Treatment of multiple sclerosis patients with their own fat derived stem cells has generated promising results which we recently published. There are several mechanisms by which this treatment may mediate therapeutic effects. One particular mechanism that we will discuss here is production of soluble factors by fat derived mesenchymal stem cells that may be protective to neurons.
In the paper (Wei et al. Adipose stromal cells-secreted neuroprotective media against neuronal apoptosis. Neurosciences Letters. 2009 Jun 21) conditioned media from fat derived mesenchymal stem cells was assessed for therapeutic activity in terms of ability to protect neurons from cell death. The idea being that the fat stem cells produce factors that can inhibit apoptosis of brain cells.
The investigators used a model of neuronal cell death by culturing cerebellar granule neurons in absence of serum and potassium in order to induce apoptosis. A dose-dependent inhibition of neuronal apoptosis was observed when adipose stem cell conditioned media was added to the cultures. Inhibition of caspase-3 activity was observed in the protected neurons (which would make sense since caspase-3 is involved in the vast majority of apoptotic signalling). Additionally, the adipose stem cell conditioned media was capable of stimulating the anti-apoptotic akt signalling pathway.
In order to investigate what specific molecules were in the adipose stem cell conditioned media that induced protective effects on the neurons, it was found that neutralization of insulin growth factor (IGF)-1 resulted in loss of anti-apoptotic activity.
This study brings up several interesting questions.
Firstly, would the supernatant from the adipose derived stem cells also have effects on oligodendrocytes? In multiple sclerosis there is eventual neuronal death, however, activation of oligodendrocytes is very important in terms of re-myelinating the injured tissue. We do know that bone marrow cells are capable of inducing remyelination under specific conditions, so the question would be if adipose stem cell supernatant may also mediate such an effect. This would be relatively easy to test in an in vitro system, or using the experimental allergic encephalomyelitis model. However the issue would be whether the supernatant would also mediate immune modulatory properties that may mask the effects of potential remyelinating activity.

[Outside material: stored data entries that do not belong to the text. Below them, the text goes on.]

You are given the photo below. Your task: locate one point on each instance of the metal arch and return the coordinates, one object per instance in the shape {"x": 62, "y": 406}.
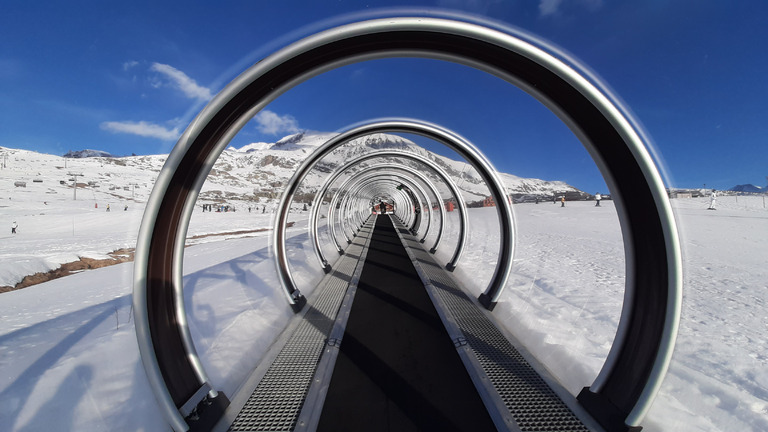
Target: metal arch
{"x": 358, "y": 185}
{"x": 342, "y": 207}
{"x": 411, "y": 184}
{"x": 431, "y": 131}
{"x": 643, "y": 346}
{"x": 319, "y": 197}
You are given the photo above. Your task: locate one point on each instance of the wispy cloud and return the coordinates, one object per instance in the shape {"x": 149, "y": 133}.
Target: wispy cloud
{"x": 142, "y": 128}
{"x": 129, "y": 64}
{"x": 181, "y": 81}
{"x": 273, "y": 124}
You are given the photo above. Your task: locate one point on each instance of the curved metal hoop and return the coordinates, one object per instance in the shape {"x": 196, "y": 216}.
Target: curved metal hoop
{"x": 642, "y": 349}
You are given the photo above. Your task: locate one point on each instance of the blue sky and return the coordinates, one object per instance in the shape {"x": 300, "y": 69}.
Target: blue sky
{"x": 128, "y": 77}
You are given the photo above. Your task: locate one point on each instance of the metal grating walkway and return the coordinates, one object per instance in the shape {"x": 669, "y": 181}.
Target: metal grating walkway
{"x": 276, "y": 402}
{"x": 516, "y": 396}
{"x": 531, "y": 404}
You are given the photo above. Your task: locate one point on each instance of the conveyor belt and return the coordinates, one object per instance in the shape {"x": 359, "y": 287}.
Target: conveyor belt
{"x": 409, "y": 350}
{"x": 397, "y": 368}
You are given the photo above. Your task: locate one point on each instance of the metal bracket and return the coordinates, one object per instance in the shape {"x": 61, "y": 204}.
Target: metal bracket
{"x": 459, "y": 342}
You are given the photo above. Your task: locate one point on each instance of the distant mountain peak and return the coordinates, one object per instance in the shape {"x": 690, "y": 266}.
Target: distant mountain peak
{"x": 79, "y": 154}
{"x": 749, "y": 188}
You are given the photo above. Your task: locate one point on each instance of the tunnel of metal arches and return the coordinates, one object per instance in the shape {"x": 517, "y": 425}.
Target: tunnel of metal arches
{"x": 413, "y": 189}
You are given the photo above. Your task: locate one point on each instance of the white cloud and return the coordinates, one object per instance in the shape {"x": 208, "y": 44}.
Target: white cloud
{"x": 130, "y": 64}
{"x": 273, "y": 124}
{"x": 181, "y": 81}
{"x": 142, "y": 128}
{"x": 549, "y": 7}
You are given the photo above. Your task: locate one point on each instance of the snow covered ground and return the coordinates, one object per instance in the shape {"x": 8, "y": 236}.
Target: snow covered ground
{"x": 69, "y": 360}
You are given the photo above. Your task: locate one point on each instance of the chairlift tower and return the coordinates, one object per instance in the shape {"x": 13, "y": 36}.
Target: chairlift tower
{"x": 74, "y": 183}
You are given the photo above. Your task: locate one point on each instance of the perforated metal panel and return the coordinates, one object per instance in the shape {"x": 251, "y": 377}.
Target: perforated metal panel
{"x": 276, "y": 402}
{"x": 533, "y": 405}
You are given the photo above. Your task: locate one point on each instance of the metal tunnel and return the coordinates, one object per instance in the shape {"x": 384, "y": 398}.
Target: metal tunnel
{"x": 622, "y": 393}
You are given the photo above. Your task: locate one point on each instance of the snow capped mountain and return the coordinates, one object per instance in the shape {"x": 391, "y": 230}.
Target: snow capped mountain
{"x": 87, "y": 153}
{"x": 749, "y": 188}
{"x": 252, "y": 173}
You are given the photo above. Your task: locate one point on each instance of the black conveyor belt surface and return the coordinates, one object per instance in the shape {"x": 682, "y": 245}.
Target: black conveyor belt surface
{"x": 397, "y": 368}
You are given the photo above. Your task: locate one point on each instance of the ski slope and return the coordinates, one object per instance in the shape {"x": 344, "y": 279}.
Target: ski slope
{"x": 69, "y": 360}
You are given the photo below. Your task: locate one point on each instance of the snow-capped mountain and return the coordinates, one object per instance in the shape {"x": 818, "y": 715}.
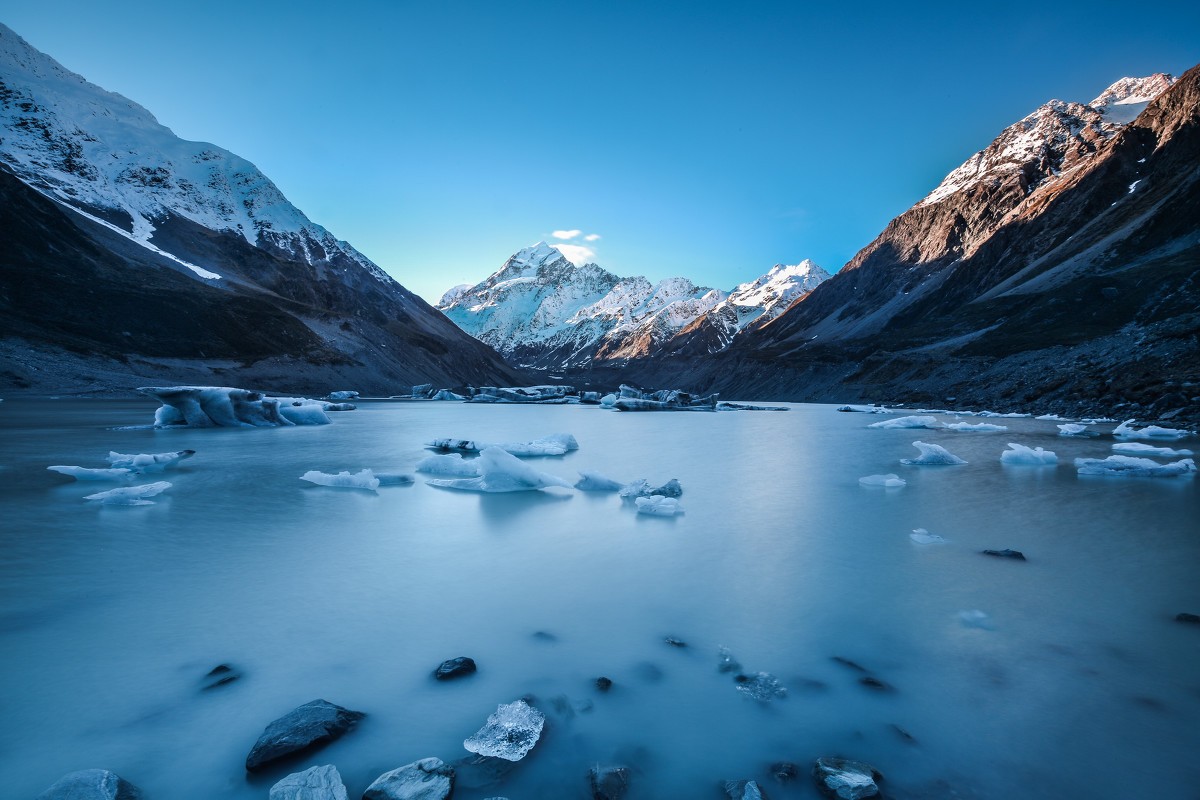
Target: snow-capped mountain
{"x": 543, "y": 311}
{"x": 129, "y": 220}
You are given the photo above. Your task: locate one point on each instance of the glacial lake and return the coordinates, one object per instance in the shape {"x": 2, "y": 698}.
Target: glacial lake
{"x": 1077, "y": 684}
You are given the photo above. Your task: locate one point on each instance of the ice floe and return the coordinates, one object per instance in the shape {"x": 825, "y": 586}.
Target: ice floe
{"x": 1027, "y": 456}
{"x": 891, "y": 480}
{"x": 1134, "y": 467}
{"x": 502, "y": 471}
{"x": 130, "y": 495}
{"x": 361, "y": 480}
{"x": 510, "y": 733}
{"x": 931, "y": 456}
{"x": 907, "y": 422}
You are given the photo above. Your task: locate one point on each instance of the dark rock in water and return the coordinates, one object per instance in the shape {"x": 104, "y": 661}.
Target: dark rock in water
{"x": 220, "y": 675}
{"x": 311, "y": 725}
{"x": 846, "y": 780}
{"x": 609, "y": 782}
{"x": 313, "y": 783}
{"x": 455, "y": 668}
{"x": 430, "y": 779}
{"x": 785, "y": 771}
{"x": 91, "y": 785}
{"x": 1007, "y": 554}
{"x": 743, "y": 791}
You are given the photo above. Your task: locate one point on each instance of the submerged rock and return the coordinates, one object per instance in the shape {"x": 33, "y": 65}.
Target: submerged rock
{"x": 453, "y": 668}
{"x": 510, "y": 733}
{"x": 313, "y": 783}
{"x": 303, "y": 728}
{"x": 609, "y": 782}
{"x": 430, "y": 779}
{"x": 846, "y": 780}
{"x": 91, "y": 785}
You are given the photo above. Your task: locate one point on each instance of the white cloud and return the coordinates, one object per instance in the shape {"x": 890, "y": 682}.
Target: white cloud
{"x": 576, "y": 254}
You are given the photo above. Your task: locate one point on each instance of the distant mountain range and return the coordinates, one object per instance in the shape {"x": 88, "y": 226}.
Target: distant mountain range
{"x": 133, "y": 256}
{"x": 544, "y": 312}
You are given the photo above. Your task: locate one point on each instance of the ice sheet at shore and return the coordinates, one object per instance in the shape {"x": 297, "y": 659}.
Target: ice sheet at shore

The second question is whether the adipose stem cell supernatant would have effects on other models of neuronal apoptosis. In the context of multiple sclerosis, neuronal apoptosis mediated by excess glutamate seems to be an important factor. Alternatively, the adipose stem cell supernatant may increase astrocyte uptake of glutamate.
The third question would be whether various conditions can be applied to the adipose stem cells so as to enhance secretion of protective factors in the conditioned media. For example, there are publications demonstrating that mesenchymal stem cells cultured in the presence of low oxygen actually increase secretion of various therapeutic factors, including IGF-1. This may be because the mesenchymal stem cells “feel” the lack of oxygen and as a natural reparative mechanism start secreting factors that protect other cells. This may be possible given that mesenchymal stem cells have been demonstrated to inhibit neuronal cell death in vivo in models of stroke. Alternatively, another way to “stress” mesenchymal stem cells in vitro may be treatment with inflammatory cytokines such as TNF-alpha. At the recent FOCIS meeting in San Francisco, data was presented demonstrating that mesenchymal stem cells secrete higher levels of antiinflammatory factors after exposure to immunological stress, as in the form of a mixed lymphocyte reaction. Collection of supernatant of stem cells under various conditions of stress may be one interesting way to increase efficacy of the approach described in the current paper.